Hitler apresentava três tipos de transtorno comportamental: paranoia, falta de empatia e fascínio pela morte. Resultando em campos de concentração. E seis milhões de judeus mortos. Em cenário atroz de desumanidade. Por sua vez, Stalin exibia também paranoia, falta de empatia e violência. Um tipo de comportamento doentio próximo ao de Hitler. Um saldo mortífero de milhões de russos. Nos gulags siberianos de trabalho forçado. Onde os adversários eram perseguidos. E mortos.

Em 1991, a União Soviética desapareceu como país. Sucedida por uma dezena de nações. A principal delas, a Rússia. Nos anos que se seguiram, ocorreu a perestroika, processo de reforma institucional. E a glasnost, tentativa reformista do sistema político. A consequência foi funesta. Um presidente debilitado, Boris Yeltsin, convocou um ex-burocrata da KGB para dirigir a nação. Os fados acenavam para Putin.

Putin saiu do anonimato burocrático. E desenvolveu um projeto de tirania. Baseado em baixo compromisso com as instituições democráticas. E elevada ambição baseada em guerras separatistas. Entre antigas nações soviéticas. Começando pela Chechênia. Passando pela Crimeia. Até alcançar a Ucrânia.

Pura insanidade. Resultando em guerra com altos custos humanos. E graves riscos econômicos. Já se passam dois anos. Carregando um discurso inconsequente e ditatorial. Perigo abissal para o equilíbrio europeu. E para a paz mundial.

O que vemos são sinais. Gestos vazios de conteúdo. E cheios de ofensas. O discurso do ódio leva ao desespero. Aos escombros. É urgente redescobrir o modo humanista de pensar. E de fazer. Construir.

Porque o extremismo desperta improvável fascínio. Diante da angústia da pobreza. Levando a sociedade a votar em condutas desviantes. Próprias de transtornos de personalidade. O palco mais recente de iminente tragédia política é São Paulo.

Quando as brumas se avolumam, véu cinzento escondendo o azul, cria-se espaço de prata. Para ouvir os poetas. Sonhadores ? Sim. Em vão ? Não. Porque seus versos, sensíveis antenas do universo, pressentem o futuro. E sugerem caminhos desconhecidos. Que levam a um gesto, aberto, abraço, ao âmago da rosa.

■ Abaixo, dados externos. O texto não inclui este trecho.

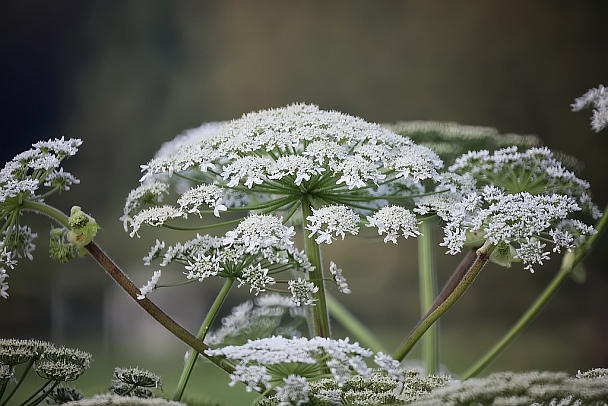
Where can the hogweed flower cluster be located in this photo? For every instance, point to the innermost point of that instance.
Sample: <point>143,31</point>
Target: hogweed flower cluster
<point>377,389</point>
<point>330,174</point>
<point>31,176</point>
<point>254,253</point>
<point>53,364</point>
<point>288,364</point>
<point>524,389</point>
<point>520,202</point>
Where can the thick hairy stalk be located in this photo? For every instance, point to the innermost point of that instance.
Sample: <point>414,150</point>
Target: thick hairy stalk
<point>436,311</point>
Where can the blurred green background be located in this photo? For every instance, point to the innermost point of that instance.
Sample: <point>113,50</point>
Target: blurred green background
<point>125,76</point>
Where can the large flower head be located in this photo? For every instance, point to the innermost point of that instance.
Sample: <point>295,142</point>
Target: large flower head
<point>30,176</point>
<point>275,159</point>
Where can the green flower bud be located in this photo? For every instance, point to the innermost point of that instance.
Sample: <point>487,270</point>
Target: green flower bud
<point>83,227</point>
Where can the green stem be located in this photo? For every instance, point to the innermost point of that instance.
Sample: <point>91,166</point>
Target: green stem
<point>202,333</point>
<point>436,311</point>
<point>319,325</point>
<point>428,292</point>
<point>127,285</point>
<point>353,325</point>
<point>569,262</point>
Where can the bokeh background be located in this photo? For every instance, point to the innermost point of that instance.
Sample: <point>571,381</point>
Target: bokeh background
<point>125,76</point>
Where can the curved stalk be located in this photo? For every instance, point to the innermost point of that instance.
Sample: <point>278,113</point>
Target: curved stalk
<point>427,273</point>
<point>319,325</point>
<point>438,309</point>
<point>569,262</point>
<point>193,357</point>
<point>130,289</point>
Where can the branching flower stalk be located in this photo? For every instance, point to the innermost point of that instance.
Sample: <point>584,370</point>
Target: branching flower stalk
<point>202,333</point>
<point>483,256</point>
<point>128,286</point>
<point>569,262</point>
<point>319,314</point>
<point>427,274</point>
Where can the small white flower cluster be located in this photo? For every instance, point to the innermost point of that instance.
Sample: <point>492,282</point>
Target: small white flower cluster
<point>522,202</point>
<point>394,220</point>
<point>597,99</point>
<point>535,170</point>
<point>300,358</point>
<point>144,205</point>
<point>20,179</point>
<point>256,250</point>
<point>332,220</point>
<point>522,219</point>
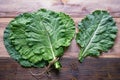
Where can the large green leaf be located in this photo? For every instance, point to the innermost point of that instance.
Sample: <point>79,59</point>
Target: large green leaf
<point>35,39</point>
<point>97,32</point>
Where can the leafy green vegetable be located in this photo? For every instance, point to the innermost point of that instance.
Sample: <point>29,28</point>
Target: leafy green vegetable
<point>97,32</point>
<point>38,39</point>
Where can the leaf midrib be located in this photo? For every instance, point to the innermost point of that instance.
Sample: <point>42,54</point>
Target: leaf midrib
<point>92,38</point>
<point>51,47</point>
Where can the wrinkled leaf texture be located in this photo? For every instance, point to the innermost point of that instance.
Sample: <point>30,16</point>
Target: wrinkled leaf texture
<point>34,39</point>
<point>97,32</point>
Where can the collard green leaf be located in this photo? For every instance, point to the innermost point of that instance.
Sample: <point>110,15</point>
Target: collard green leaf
<point>97,32</point>
<point>35,39</point>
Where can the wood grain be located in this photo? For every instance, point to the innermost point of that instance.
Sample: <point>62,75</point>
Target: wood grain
<point>90,69</point>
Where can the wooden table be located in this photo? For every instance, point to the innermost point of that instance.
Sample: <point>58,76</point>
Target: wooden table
<point>106,67</point>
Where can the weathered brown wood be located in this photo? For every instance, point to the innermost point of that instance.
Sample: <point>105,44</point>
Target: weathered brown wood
<point>106,67</point>
<point>90,69</point>
<point>75,8</point>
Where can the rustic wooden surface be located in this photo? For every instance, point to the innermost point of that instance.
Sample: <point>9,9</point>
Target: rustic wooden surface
<point>106,67</point>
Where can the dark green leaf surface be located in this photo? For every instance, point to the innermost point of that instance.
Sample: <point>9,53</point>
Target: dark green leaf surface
<point>97,32</point>
<point>35,39</point>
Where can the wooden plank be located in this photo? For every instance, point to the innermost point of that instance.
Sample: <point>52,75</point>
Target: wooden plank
<point>73,50</point>
<point>90,69</point>
<point>76,8</point>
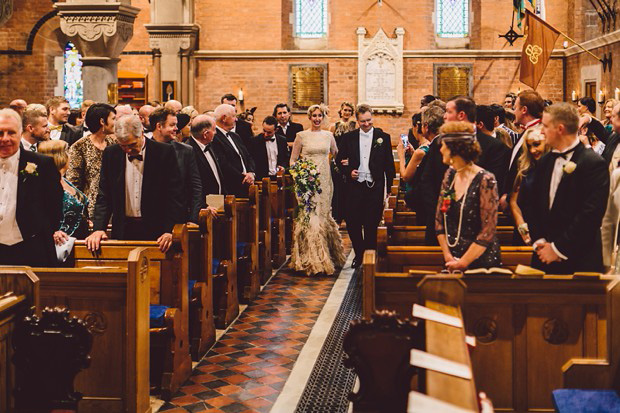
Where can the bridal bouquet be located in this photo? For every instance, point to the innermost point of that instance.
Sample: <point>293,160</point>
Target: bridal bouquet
<point>306,184</point>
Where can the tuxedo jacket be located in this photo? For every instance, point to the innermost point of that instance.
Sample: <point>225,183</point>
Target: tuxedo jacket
<point>245,132</point>
<point>230,162</point>
<point>39,202</point>
<point>573,222</point>
<point>381,162</point>
<point>259,153</point>
<point>160,204</point>
<point>192,199</point>
<point>207,177</point>
<point>291,132</point>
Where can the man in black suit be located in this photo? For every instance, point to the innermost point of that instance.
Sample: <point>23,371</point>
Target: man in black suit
<point>494,158</point>
<point>30,200</point>
<point>269,150</point>
<point>286,127</point>
<point>367,161</point>
<point>140,187</point>
<point>58,111</point>
<point>235,160</point>
<point>163,123</point>
<point>203,132</point>
<point>570,196</point>
<point>241,128</point>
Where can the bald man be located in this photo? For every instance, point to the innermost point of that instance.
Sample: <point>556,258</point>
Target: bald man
<point>236,162</point>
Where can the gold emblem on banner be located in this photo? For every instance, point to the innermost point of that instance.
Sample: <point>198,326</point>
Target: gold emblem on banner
<point>533,51</point>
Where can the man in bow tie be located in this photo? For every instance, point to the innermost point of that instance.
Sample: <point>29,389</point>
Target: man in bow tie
<point>30,200</point>
<point>269,150</point>
<point>140,187</point>
<point>570,191</point>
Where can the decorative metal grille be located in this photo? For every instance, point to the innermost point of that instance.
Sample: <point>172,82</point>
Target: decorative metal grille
<point>310,18</point>
<point>74,91</point>
<point>453,18</point>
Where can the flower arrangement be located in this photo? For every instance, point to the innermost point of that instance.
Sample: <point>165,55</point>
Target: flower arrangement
<point>447,196</point>
<point>306,183</point>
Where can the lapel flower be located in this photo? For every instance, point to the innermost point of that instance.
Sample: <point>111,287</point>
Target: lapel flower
<point>569,167</point>
<point>30,170</point>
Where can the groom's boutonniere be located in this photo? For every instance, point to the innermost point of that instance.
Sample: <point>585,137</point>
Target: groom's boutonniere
<point>569,167</point>
<point>29,170</point>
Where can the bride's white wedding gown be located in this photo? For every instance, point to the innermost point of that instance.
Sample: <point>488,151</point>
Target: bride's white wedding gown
<point>317,245</point>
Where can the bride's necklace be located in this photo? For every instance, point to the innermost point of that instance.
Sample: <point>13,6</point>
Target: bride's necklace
<point>445,219</point>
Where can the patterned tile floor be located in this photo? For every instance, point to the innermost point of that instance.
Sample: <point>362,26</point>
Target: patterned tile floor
<point>247,368</point>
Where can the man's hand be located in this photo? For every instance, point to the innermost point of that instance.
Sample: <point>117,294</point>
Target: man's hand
<point>248,178</point>
<point>164,241</point>
<point>93,241</point>
<point>546,253</point>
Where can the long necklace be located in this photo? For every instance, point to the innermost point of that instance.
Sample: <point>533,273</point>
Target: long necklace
<point>445,220</point>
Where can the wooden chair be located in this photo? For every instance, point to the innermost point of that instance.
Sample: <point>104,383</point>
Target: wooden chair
<point>114,303</point>
<point>170,362</point>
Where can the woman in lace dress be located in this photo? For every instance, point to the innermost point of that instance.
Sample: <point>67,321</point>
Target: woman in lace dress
<point>317,246</point>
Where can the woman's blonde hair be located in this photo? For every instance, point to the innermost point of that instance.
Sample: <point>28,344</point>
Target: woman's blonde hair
<point>57,150</point>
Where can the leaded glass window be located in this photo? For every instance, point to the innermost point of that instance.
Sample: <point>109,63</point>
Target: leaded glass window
<point>452,18</point>
<point>310,18</point>
<point>74,92</point>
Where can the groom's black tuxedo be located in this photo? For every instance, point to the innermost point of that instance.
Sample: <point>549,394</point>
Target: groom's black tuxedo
<point>364,201</point>
<point>573,222</point>
<point>38,213</point>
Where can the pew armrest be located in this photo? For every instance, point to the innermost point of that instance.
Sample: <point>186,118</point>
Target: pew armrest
<point>586,374</point>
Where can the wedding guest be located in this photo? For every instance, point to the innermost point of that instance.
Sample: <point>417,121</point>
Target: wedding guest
<point>140,188</point>
<point>570,195</point>
<point>74,222</point>
<point>18,105</point>
<point>35,127</point>
<point>607,111</point>
<point>466,214</point>
<point>58,110</point>
<point>31,206</point>
<point>85,155</point>
<point>521,198</point>
<point>235,160</point>
<point>164,126</point>
<point>286,126</point>
<point>270,151</point>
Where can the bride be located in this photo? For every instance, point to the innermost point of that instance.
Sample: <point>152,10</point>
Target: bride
<point>317,246</point>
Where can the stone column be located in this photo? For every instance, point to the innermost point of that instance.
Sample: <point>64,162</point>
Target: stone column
<point>100,30</point>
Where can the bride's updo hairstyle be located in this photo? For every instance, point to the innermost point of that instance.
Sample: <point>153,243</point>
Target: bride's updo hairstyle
<point>460,139</point>
<point>324,110</point>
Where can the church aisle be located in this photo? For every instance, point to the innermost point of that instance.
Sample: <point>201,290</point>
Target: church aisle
<point>248,367</point>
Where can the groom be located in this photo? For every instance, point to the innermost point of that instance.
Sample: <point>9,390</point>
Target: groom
<point>570,196</point>
<point>365,157</point>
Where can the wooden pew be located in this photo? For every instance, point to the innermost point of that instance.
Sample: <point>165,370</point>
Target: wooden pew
<point>248,278</point>
<point>19,288</point>
<point>114,303</point>
<point>528,327</point>
<point>170,359</point>
<point>265,245</point>
<point>225,296</point>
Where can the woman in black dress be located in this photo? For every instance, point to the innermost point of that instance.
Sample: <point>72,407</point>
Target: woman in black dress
<point>466,215</point>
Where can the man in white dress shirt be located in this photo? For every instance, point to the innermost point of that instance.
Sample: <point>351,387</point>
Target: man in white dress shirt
<point>30,199</point>
<point>570,189</point>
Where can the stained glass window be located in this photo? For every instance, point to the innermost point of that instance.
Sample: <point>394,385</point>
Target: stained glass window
<point>74,92</point>
<point>310,18</point>
<point>452,18</point>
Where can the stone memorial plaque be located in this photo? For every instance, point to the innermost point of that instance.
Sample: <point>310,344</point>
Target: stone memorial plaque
<point>380,79</point>
<point>452,80</point>
<point>307,86</point>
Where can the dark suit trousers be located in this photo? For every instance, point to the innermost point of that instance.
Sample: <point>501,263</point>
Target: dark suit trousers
<point>365,206</point>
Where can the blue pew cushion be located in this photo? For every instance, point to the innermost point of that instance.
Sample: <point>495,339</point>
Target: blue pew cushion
<point>586,401</point>
<point>157,313</point>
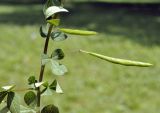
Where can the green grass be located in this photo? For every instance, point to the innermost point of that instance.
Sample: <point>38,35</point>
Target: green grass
<point>92,85</point>
<point>120,1</point>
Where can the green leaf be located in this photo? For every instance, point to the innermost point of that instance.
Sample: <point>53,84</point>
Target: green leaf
<point>32,80</point>
<point>4,110</point>
<point>118,61</point>
<point>57,54</point>
<point>78,32</point>
<point>43,31</point>
<point>45,59</point>
<point>58,36</point>
<point>24,109</point>
<point>8,88</point>
<point>2,95</point>
<point>50,109</point>
<point>30,99</point>
<point>54,22</point>
<point>13,103</point>
<point>58,69</point>
<point>48,4</point>
<point>55,86</point>
<point>38,84</point>
<point>53,10</point>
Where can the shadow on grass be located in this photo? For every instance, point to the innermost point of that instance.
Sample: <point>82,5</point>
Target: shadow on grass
<point>141,24</point>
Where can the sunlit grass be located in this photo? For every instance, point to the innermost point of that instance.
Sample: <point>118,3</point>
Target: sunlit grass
<point>92,85</point>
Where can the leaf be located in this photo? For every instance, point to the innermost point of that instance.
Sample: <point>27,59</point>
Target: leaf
<point>50,109</point>
<point>4,110</point>
<point>57,54</point>
<point>78,32</point>
<point>47,5</point>
<point>2,95</point>
<point>24,109</point>
<point>8,88</point>
<point>13,103</point>
<point>58,69</point>
<point>32,80</point>
<point>44,59</point>
<point>43,31</point>
<point>55,86</point>
<point>118,61</point>
<point>47,91</point>
<point>54,22</point>
<point>38,84</point>
<point>30,99</point>
<point>50,11</point>
<point>58,36</point>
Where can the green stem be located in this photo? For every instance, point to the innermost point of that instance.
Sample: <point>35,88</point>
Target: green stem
<point>43,67</point>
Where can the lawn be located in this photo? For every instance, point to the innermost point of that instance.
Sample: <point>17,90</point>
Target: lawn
<point>120,1</point>
<point>91,85</point>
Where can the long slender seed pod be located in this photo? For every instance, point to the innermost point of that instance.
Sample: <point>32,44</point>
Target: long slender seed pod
<point>118,61</point>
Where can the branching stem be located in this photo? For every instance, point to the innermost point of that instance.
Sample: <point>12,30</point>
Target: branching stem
<point>43,67</point>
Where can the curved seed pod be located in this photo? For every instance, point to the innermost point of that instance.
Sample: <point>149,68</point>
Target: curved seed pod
<point>78,32</point>
<point>50,109</point>
<point>118,61</point>
<point>58,36</point>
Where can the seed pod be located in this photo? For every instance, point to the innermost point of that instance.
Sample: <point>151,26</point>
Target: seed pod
<point>50,109</point>
<point>78,32</point>
<point>119,61</point>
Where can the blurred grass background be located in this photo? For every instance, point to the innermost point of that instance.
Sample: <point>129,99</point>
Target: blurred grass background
<point>92,85</point>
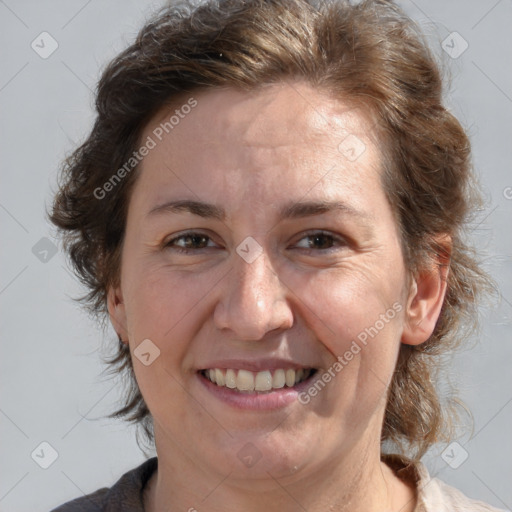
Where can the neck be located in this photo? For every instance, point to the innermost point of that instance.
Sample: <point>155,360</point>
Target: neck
<point>359,482</point>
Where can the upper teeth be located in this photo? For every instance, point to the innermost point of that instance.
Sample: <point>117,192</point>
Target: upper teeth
<point>244,380</point>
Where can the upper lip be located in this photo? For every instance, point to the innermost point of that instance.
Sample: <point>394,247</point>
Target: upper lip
<point>255,365</point>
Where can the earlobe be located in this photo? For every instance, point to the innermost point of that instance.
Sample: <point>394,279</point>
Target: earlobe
<point>426,298</point>
<point>117,313</point>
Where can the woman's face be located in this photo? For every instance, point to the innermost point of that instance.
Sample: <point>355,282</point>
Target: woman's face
<point>284,255</point>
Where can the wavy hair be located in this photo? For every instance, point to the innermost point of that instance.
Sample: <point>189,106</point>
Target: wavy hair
<point>369,53</point>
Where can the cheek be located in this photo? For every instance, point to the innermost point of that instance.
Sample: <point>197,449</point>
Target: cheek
<point>352,303</point>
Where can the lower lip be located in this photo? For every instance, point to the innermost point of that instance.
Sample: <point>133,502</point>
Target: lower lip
<point>276,399</point>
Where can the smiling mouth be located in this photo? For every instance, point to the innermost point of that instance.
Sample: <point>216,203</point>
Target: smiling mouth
<point>267,381</point>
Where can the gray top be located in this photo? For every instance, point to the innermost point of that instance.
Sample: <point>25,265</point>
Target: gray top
<point>126,494</point>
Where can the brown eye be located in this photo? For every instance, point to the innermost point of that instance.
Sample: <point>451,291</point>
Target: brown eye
<point>189,242</point>
<point>321,241</point>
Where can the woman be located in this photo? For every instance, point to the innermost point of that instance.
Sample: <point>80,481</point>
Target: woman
<point>270,209</point>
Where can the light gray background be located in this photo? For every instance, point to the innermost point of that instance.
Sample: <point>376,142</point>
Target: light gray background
<point>50,378</point>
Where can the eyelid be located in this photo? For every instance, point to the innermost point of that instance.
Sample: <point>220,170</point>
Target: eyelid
<point>337,238</point>
<point>340,240</point>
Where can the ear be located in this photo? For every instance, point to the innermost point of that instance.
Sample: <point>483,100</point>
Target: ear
<point>117,312</point>
<point>426,296</point>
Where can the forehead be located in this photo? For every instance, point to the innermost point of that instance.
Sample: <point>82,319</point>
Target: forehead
<point>281,138</point>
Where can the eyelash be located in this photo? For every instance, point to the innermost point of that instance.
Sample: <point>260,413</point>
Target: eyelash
<point>192,234</point>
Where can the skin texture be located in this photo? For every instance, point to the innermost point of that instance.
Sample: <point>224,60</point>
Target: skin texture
<point>301,299</point>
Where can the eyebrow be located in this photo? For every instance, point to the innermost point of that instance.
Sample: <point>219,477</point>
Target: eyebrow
<point>291,210</point>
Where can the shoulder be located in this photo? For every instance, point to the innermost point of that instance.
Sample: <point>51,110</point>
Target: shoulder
<point>434,495</point>
<point>125,495</point>
<point>438,496</point>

Carlos Drummond de Andrade nos deixou A Rosa do Povo. Lá, está escrito:

“Ó palavras desmoralizadas, entretanto salvas, ditas de novo,

Poder da voz humana inventando novos vocábulos e dando sopro aos exaustos,

Dignidade da boca, aberta em ira justa e amor profundo,

Crispação do ser humano, árvore irritada, contra a miséria e a fúria dos ditadores,

Ó Carlito, meu e nosso amigo, teus sapatos e teu bigode caminham numa estrada de pó e de esperança”.